Stacey Johnson-Cosby is well known in south KC for her part in running the South Kansas City Alliance and serving on the Public Improvement Advisory Committee as well as other involvements in the community.

Stacey Johnson-Cosby Runs for City Council

By Samuel Ast

Kansas City has been home to Johnson-Cosby for over 40 years. Her parents, as well as two sisters, served in the United States military for both the Army and Air Force. Though she did not pick up the uniform herself, Johnson-Cosby found other ways to serve her community as an activist, volunteer, and organizer. “I am proud to have three generations of women veterans in my family,” she said.

After graduating from the University of Missouri-Kansas City in 1987 with a degree in Psychology and Communication Studies, Johnson-Cosby became a broker for Reece and Nichols real estate company working in both the Missouri and Kansas markets. Johnson-Cosby attributes her interest in public service to her work in real estate.

In addition to her work as a real estate agent, Johnson-Cosby has shown a proclivity for volunteer work and community activism. In 2011, along with John Sharp, she formed the South Kansas City Alliance, a coalition of neighborhood organizations, non-profits, and business leaders that she describes as “an effective link between government, neighborhoods, businesses, developers, and economic development engines.”

The topic of redevelopment–and Kansas City’s changing economic landscape– comes up frequently not only during the city’s mayoral debates but also when looking at budgetary issues and the granting of tax incentives for new construction projects throughout the city. Johnson-Cosby believes that the city needs a clear and transparent plan that produces public confidence in Kansas City’s overall development strategy.

Johnson-Cosby is quick to emphasize the need for increased public scrutiny of new projects moving forward. “We need citizen input working along with developers at the same table to determine what types of development projects are wanted in the neighborhoods,” she said. “Working together collaboratively early on in the process avoids the potentially adversarial tone that exists on many projects now.” As far as tax incentives go, Johnson-Cosby said that the city “needs to carefully judge each development project and the particular tax tool on its own merit.”

Though much of her professional experience centers around her work in real estate, Johnson-Cosby has taken an interest in addressing issues of public safety and has taken action that she hopes will help to alleviate homelessness in the Kansas City area, specifically among students in the Hickman Mills and Center school districts.

Stacey Johnson-Cosby helped launch Impact, a campaign to reduce student homelessness in the Hickman Mills and Center school districts. Here she is joined by organizers Linda Brotten and Mark Potter. Photo by Kathy  Feist.

Johnson-Cosby serves on the leadership of two projects, Impact Center Schools and Impact Hickman Mills, that aim to eliminate the population of homeless students, currently numbering 700, in both districts. “Hopefully, by stabilizing families and making sure students and families have hope, housing, and food stability, we can see the tide turn as the families are permanently housed with access to supportive services surrounding them.”

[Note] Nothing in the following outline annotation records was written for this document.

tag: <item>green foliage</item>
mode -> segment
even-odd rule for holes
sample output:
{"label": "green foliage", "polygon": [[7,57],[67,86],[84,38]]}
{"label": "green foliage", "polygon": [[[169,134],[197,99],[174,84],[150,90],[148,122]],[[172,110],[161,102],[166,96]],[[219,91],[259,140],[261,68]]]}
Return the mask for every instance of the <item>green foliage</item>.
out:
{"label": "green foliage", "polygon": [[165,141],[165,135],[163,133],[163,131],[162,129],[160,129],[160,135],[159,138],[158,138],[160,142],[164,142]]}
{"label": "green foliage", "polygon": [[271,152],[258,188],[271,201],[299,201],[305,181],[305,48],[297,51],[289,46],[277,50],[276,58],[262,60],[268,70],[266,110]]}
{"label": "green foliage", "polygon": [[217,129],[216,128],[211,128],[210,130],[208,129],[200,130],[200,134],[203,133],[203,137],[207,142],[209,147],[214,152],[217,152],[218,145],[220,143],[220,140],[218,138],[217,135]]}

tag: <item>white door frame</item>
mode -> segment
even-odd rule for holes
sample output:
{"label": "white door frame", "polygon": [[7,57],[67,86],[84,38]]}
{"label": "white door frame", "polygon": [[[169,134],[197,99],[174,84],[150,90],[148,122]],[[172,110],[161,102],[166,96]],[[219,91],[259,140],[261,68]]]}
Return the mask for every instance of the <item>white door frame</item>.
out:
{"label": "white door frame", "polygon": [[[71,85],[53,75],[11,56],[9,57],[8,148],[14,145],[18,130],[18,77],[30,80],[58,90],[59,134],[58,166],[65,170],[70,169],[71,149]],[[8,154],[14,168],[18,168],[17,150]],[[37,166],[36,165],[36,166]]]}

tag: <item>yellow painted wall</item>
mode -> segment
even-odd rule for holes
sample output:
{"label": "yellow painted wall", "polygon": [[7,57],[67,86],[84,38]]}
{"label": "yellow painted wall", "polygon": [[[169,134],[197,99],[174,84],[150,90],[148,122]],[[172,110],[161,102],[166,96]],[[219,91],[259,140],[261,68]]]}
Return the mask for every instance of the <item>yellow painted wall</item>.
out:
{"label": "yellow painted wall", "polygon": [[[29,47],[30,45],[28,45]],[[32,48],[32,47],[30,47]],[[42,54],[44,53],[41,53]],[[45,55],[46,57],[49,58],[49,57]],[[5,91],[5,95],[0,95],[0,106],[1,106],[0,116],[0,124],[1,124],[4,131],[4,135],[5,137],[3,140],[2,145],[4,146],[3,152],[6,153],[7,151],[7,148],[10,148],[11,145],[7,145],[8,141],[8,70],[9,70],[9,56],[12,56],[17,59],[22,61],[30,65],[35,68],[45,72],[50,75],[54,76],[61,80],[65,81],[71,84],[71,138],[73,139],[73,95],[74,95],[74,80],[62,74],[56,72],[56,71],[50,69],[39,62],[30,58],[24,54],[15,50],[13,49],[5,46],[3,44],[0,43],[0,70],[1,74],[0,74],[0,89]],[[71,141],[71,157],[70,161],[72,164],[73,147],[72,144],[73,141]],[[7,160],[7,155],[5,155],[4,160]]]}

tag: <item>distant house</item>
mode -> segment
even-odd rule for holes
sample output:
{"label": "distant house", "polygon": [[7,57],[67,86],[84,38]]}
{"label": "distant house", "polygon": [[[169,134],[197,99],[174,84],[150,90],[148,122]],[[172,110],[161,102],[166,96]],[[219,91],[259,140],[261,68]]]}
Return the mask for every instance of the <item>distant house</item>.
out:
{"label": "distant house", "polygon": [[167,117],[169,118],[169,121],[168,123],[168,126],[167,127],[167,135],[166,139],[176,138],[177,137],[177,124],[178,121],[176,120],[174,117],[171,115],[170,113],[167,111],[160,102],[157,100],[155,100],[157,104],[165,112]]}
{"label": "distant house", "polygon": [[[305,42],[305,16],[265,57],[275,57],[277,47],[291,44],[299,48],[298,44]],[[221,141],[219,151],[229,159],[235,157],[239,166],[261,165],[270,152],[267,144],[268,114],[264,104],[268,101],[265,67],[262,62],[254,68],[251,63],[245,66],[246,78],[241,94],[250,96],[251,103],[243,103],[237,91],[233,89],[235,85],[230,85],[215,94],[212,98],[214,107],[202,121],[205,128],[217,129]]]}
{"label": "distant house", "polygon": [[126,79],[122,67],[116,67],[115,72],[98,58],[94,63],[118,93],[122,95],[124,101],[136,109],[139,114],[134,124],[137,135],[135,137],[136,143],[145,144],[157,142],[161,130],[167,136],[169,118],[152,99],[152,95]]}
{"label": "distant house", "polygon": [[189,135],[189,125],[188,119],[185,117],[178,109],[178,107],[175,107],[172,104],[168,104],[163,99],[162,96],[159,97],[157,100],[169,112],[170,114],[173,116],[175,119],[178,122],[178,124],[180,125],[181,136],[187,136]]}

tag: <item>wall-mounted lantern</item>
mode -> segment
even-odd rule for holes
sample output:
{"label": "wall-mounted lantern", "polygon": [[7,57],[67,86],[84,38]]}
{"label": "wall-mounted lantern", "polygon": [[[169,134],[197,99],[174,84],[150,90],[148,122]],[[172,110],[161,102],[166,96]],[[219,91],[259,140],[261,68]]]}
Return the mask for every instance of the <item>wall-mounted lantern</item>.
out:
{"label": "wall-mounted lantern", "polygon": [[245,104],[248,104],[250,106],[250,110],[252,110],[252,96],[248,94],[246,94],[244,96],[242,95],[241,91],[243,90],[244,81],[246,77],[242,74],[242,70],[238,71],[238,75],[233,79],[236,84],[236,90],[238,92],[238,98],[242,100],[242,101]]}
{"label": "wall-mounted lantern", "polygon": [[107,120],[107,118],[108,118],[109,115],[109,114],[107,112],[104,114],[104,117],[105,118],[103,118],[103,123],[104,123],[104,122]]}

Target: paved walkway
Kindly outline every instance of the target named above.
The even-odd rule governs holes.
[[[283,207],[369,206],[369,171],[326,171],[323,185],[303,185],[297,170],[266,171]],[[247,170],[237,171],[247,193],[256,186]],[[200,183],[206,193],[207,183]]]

As far as Kansas City’s stubbornly high levels of violent crime and lack of trust in police go, Johnson-Cosby will tell you that she is a proponent of community policing and other police outreach efforts, asserting that “if people continue to see the officers in the community and have positive interactions with them, hopefully, the trust will follow at some point.”

On issues related to housing, Johnson-Cosby believes many problems stem from what she considers a faulty regulatory environment. She recounted conversations she has had about the issue, recollecting that “many developers and investors tell me personally that they don’t want to do business in our city because of the cumbersome regulations and inconsistent enforcement of codes, policies, and permitting processes.” Johnson-Cosby mentioned that she has specific ideas based on these conversations of “how to start unraveling the red tape” in order to “open up our city to much-needed development,” though she did not explicitly list any of her ideas.

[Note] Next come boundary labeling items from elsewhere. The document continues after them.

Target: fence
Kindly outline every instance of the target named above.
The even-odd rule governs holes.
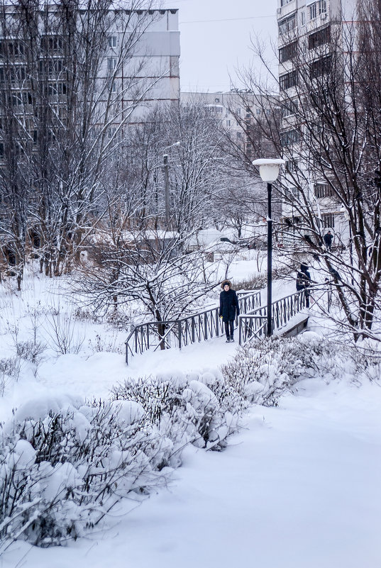
[[[273,328],[279,328],[287,323],[293,316],[307,305],[305,290],[286,296],[272,304]],[[239,344],[243,345],[255,337],[261,337],[267,333],[267,309],[261,306],[238,318]]]
[[[238,304],[241,313],[251,312],[260,303],[260,293],[239,293]],[[172,321],[150,321],[136,325],[127,338],[126,362],[135,354],[149,349],[181,349],[190,343],[204,341],[223,334],[223,324],[219,316],[219,307],[188,316]]]

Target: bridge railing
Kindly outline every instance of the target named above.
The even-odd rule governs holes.
[[[282,327],[296,313],[307,306],[305,290],[295,292],[272,304],[273,329]],[[264,337],[267,334],[267,308],[262,306],[238,318],[239,344],[243,345],[254,338]]]
[[[260,304],[260,292],[237,292],[241,313],[252,311]],[[136,325],[127,338],[126,362],[131,357],[148,350],[169,349],[176,347],[181,349],[191,343],[204,341],[223,335],[223,324],[219,316],[219,306],[216,306],[170,321],[149,321]]]

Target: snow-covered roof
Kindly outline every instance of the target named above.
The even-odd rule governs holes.
[[[189,239],[189,246],[200,246],[204,247],[210,245],[216,240],[219,240],[221,238],[228,238],[225,233],[222,233],[217,229],[202,229],[197,234],[192,235]]]

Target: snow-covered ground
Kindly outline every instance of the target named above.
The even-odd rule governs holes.
[[[306,381],[278,408],[253,408],[224,452],[189,447],[170,486],[114,511],[109,530],[18,543],[0,565],[377,568],[380,406],[377,384]]]
[[[254,272],[248,264],[245,270],[237,264],[234,273]],[[274,296],[294,289],[293,283],[277,282]],[[37,299],[46,306],[52,301],[46,290],[46,282],[31,282],[22,306],[16,296],[2,297],[3,324],[24,318],[18,339],[33,328],[26,304]],[[53,295],[56,301],[57,287]],[[181,352],[143,354],[126,367],[125,333],[113,336],[121,347],[112,352],[101,344],[94,349],[97,335],[107,343],[109,328],[89,322],[78,328],[86,350],[48,357],[50,346],[38,367],[24,364],[0,397],[0,421],[38,397],[106,399],[127,377],[216,369],[237,349],[214,338]],[[4,328],[2,335],[1,356],[9,357],[11,335]],[[0,568],[379,568],[380,384],[316,378],[297,386],[278,407],[251,408],[223,452],[186,448],[167,488],[141,503],[120,503],[109,529],[66,547],[18,542],[3,554]]]

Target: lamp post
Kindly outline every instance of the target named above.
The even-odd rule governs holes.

Other priorities for Johnson-Cosby, if elected, include making sure that citizens have a greater voice in local government, expanding access to early childhood education, and making sure the KCI terminal project moves forward in a responsible, transparent way.

“I recognize that there are others who are out here doing hard work along with me as volunteers building our city community by community, and I want to be their voice and welcome their good ideas for improving our city,” she said.

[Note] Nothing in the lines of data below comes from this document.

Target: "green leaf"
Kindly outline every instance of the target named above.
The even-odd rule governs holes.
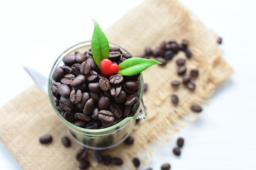
[[[93,30],[91,48],[93,59],[100,68],[100,62],[103,59],[107,59],[110,52],[110,43],[103,31],[100,29],[99,24],[92,19],[95,25]]]
[[[136,75],[149,67],[159,64],[161,62],[139,57],[129,58],[119,64],[120,69],[118,73],[123,76]]]

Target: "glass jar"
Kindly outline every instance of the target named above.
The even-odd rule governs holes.
[[[132,113],[133,116],[127,117],[122,120],[121,122],[117,123],[109,128],[103,129],[85,129],[75,126],[66,120],[60,113],[54,104],[52,93],[50,91],[50,85],[54,81],[52,79],[53,71],[58,67],[63,66],[64,63],[62,60],[64,56],[68,54],[74,54],[75,51],[85,52],[90,48],[90,41],[82,42],[77,44],[60,55],[60,56],[55,62],[48,78],[48,96],[50,98],[50,104],[57,113],[60,120],[64,123],[65,125],[68,128],[68,132],[72,138],[76,141],[78,144],[85,147],[92,149],[106,149],[114,147],[120,143],[122,143],[132,132],[134,128],[137,119],[144,119],[146,116],[146,112],[143,103],[143,91],[144,91],[144,83],[142,74],[140,75],[140,89],[139,89],[139,98],[138,107],[134,113]],[[119,47],[123,52],[127,52],[123,47],[110,42],[110,47],[117,46]]]

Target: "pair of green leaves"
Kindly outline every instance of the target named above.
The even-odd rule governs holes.
[[[91,49],[93,59],[97,67],[100,68],[101,61],[103,59],[107,59],[109,57],[110,43],[99,24],[95,20],[92,21],[94,22],[95,28],[91,41]],[[119,71],[118,72],[118,74],[123,76],[135,75],[149,67],[157,64],[161,63],[151,60],[132,57],[124,60],[119,64]]]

Johnson-Cosby also currently serves as Councilman Scott Taylor’s Public Improvement Advisory Committee (PIAC) representative. This committee’s main function is to solicit public input and make recommendations primarily regarding neighborhood, infrastructure projects prior to the adoption of Kansas City’s annual budgets. She was appointed to the position by Taylor in 2009.

Johnson-Cosby, who identifies herself as Independent, is one of two women running to represent the 6th District at-large on the Kansas City Council. The seat is currently held by Councilman Scott Taylor, who is a candidate for mayor. Councilman Taylor is barred from running for re-election in 2019, as he has already served two consecutive terms. Incumbent Councilman Kevin McManus, also from the 6th District, is running for a second term unopposed. Kansas City’s municipal general election is on June 18.